Egress with default (managed) VNet

If you use the secure cluster connectivity (No Public IP / NPIP) feature with the default VNet that Azure Databricks creates, Azure Databricks automatically creates a NAT gateway for outbound traffic from your workspace’s subnets to the Azure backbone and public network. The NAT gateway is created within the managed resource group that Azure Databricks creates and manages. You cannot modify this resource group nor any resources provisioned in it.

There is an additional cost associated with the automatically-created NAT gateway.

Egress with VNet injection

If you use the secure cluster connectivity (No Public IP / NPIP) feature with optional VNet injection to provide your own VNet, you have several options for controlling egress.

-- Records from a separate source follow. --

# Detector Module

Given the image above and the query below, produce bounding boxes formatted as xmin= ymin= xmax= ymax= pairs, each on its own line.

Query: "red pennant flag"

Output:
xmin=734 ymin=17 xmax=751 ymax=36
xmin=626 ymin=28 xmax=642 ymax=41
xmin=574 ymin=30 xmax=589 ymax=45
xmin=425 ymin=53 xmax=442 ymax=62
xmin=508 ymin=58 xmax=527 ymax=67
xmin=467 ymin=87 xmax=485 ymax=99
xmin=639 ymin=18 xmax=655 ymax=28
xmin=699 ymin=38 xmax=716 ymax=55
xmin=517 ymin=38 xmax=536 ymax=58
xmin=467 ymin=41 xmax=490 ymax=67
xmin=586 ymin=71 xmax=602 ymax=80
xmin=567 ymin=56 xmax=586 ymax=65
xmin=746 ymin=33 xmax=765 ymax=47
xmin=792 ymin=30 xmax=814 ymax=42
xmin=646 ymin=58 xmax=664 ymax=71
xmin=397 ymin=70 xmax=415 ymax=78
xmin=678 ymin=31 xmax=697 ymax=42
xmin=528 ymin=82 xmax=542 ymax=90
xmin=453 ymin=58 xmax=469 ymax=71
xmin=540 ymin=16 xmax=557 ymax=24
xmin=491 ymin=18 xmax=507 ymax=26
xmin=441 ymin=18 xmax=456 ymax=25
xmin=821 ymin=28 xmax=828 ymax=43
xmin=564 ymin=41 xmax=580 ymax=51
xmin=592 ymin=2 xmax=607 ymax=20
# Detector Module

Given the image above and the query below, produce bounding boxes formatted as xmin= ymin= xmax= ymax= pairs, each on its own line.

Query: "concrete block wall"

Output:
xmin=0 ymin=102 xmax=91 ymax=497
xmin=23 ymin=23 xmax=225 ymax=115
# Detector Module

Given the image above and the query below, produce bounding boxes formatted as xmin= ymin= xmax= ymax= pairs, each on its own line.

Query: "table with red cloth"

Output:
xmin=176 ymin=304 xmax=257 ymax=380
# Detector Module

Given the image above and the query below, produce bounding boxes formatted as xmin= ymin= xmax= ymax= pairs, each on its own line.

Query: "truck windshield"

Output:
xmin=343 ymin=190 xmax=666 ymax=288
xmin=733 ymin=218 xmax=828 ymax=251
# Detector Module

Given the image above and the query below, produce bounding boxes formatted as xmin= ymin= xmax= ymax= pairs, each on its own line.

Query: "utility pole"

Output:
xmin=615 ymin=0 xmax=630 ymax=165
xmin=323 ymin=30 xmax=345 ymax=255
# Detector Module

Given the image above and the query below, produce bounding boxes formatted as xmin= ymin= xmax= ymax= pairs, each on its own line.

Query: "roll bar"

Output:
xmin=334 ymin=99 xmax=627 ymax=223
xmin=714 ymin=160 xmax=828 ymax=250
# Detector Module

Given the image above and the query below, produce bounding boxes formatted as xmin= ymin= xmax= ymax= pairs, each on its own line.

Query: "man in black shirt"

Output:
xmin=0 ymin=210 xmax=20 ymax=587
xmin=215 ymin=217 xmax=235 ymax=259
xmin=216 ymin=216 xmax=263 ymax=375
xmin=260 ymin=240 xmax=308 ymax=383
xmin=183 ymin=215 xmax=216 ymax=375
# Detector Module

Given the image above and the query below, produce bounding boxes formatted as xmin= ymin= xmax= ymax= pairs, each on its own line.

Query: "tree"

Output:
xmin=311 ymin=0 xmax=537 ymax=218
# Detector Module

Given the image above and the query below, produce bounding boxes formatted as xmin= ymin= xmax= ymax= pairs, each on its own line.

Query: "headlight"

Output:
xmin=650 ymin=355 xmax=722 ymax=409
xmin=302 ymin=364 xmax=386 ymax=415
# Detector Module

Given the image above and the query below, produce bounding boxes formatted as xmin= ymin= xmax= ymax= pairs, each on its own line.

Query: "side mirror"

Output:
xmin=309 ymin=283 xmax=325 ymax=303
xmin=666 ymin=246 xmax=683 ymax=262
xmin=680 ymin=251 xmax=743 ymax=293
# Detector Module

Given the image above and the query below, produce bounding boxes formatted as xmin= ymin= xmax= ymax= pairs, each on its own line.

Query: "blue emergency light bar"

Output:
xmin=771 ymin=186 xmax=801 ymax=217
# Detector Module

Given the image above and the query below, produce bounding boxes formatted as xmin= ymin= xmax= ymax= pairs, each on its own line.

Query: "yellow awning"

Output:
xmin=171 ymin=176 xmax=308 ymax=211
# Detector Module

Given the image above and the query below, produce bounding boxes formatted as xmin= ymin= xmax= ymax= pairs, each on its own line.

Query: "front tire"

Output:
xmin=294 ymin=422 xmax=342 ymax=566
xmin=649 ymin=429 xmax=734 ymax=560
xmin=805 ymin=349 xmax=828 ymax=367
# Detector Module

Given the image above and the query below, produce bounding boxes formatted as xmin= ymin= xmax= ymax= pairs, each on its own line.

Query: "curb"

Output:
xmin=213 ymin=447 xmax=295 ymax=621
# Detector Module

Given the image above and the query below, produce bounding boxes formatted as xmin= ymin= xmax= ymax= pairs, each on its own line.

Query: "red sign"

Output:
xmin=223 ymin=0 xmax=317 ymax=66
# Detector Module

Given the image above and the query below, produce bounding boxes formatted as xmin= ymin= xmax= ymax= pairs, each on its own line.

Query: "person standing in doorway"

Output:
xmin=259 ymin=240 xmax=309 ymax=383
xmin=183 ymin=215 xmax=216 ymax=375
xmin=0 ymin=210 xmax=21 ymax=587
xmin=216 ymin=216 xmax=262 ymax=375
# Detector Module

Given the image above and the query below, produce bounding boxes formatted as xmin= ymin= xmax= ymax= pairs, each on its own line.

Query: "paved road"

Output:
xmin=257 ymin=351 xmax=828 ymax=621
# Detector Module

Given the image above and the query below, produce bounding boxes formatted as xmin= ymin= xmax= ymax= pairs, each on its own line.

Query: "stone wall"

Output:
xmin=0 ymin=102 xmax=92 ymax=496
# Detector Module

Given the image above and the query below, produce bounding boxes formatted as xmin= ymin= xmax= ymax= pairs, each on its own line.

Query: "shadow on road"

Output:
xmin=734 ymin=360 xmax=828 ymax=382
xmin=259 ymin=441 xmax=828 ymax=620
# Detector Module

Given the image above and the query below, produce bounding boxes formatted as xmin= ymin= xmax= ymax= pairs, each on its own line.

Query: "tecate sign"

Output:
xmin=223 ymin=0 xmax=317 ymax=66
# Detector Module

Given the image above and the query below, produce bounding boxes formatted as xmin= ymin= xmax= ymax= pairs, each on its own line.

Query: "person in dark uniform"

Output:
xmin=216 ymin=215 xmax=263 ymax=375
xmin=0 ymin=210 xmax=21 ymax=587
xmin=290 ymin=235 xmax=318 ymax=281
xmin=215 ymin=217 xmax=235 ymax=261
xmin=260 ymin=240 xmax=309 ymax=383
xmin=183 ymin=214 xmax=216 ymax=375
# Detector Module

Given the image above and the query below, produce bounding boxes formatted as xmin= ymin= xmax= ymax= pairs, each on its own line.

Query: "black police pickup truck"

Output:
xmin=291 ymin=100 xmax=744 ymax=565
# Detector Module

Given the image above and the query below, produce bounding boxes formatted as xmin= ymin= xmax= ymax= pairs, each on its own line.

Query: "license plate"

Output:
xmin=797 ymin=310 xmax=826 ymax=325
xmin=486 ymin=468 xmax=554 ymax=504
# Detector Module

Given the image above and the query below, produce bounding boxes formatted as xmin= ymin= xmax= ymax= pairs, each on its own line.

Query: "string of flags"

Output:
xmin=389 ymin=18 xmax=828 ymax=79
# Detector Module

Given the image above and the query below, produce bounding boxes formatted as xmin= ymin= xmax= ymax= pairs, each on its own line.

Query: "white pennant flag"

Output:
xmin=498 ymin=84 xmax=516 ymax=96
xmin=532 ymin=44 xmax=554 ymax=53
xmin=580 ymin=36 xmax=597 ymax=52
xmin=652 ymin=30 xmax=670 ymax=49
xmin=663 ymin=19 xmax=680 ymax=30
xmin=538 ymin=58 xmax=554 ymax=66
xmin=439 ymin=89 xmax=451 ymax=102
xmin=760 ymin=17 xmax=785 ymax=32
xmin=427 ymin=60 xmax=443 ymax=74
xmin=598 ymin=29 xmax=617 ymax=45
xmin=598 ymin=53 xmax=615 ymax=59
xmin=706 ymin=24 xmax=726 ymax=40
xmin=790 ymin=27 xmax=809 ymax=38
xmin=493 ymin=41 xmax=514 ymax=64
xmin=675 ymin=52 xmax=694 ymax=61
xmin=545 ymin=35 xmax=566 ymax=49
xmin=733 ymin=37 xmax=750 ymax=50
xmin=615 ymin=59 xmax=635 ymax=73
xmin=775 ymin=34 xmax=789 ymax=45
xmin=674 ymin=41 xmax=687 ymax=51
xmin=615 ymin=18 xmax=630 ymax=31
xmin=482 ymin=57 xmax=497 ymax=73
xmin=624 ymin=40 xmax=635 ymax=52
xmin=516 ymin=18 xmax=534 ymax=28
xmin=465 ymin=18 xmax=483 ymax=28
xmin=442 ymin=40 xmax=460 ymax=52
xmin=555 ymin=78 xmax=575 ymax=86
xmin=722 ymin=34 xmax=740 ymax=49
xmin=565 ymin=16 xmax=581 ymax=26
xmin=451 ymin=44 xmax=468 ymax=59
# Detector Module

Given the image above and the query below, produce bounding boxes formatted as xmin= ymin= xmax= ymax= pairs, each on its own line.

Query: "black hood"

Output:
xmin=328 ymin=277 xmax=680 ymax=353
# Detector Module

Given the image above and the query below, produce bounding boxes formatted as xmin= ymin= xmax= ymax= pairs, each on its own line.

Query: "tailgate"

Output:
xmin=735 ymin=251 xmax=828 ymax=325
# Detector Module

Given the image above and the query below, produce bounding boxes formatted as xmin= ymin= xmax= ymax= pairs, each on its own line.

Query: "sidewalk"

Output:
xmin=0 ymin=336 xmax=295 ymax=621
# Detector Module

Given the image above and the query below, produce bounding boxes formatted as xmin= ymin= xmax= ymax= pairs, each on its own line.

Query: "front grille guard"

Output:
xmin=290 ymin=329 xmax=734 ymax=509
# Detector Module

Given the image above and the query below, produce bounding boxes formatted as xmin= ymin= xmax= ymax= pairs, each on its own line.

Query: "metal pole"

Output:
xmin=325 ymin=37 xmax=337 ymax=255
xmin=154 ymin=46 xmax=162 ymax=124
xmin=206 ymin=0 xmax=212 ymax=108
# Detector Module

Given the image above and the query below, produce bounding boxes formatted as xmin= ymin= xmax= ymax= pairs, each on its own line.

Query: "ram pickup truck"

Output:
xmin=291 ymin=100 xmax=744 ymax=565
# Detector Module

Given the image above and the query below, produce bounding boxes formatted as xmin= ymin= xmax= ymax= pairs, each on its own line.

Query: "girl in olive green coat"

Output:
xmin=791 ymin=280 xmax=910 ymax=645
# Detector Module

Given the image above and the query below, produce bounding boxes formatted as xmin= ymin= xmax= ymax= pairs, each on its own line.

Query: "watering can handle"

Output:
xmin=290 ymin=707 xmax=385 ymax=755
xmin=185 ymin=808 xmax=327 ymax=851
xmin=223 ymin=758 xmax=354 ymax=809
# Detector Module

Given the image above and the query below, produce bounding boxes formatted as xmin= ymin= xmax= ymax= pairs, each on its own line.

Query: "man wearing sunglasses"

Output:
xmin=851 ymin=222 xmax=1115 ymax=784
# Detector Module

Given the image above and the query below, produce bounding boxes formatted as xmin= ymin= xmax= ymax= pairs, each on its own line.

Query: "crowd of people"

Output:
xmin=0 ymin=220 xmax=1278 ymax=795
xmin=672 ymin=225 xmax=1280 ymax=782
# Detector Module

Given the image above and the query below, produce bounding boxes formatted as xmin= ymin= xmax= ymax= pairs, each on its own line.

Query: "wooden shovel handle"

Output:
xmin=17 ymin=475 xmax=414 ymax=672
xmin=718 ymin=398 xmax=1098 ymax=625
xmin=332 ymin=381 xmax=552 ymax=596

Choose one of the following solutions to control egress traffic and ensure that your workspace has a stable egress public IP:

  • Egress load balancer: The recommended solution for simpler deployments is an egress load balancer, also called an outbound load balancer, whose configuration is managed by Azure Databricks. It provides a stable egress public IP for your workspace clusters, but you cannot modify the configuration for custom egress needs. This is an Azure template-only solution with the following requirements:
    • Azure Databricks expects additional fields to the ARM template that creates the workspace: loadBalancerName (load balancer name), loadBalancerBackendPoolName (load balancer backend pool name), loadBalancerFrontendConfigName (load balancer frontend configuration name) and loadBalancerPublicIpName (load balancer public IP name).
    • Azure Databricks expects the Microsoft.Databricks/workspaces resource to have parameters loadBalancerId (load balancer ID) and loadBalancerBackendPoolName (load balancer backend pool name).
    • Azure Databricks does not support changing the configuration of the load balancer.
  • NAT gateway: Configure an Azure NAT gateway. Configure the gateway on both of the workspace’s subnets to ensure that all outbound traffic to the Azure backbone and public network transits through it. This also provides a stable egress public IP for your workspace’s clusters, but you can modify the configuration for custom egress needs as supported from an Azure Networking perspective. You can implement this solution using either an Azure template or from the Azure portal.
  • Egress firewall or custom appliance: If you use VNet injection with an egress firewall like Azure Firewall or other custom networking architectures, you can use custom routes, which are also known as user-defined routes (UDRs). UDRs ensure that network traffic is routed correctly for your workspace, either directly to the required endpoints or through an egress firewall. If you use such a solution, you must add direct routes or allowed firewall rules for the Azure Databricks secure cluster connectivity relay and other required endpoints listed at User-defined route settings for Azure Databricks.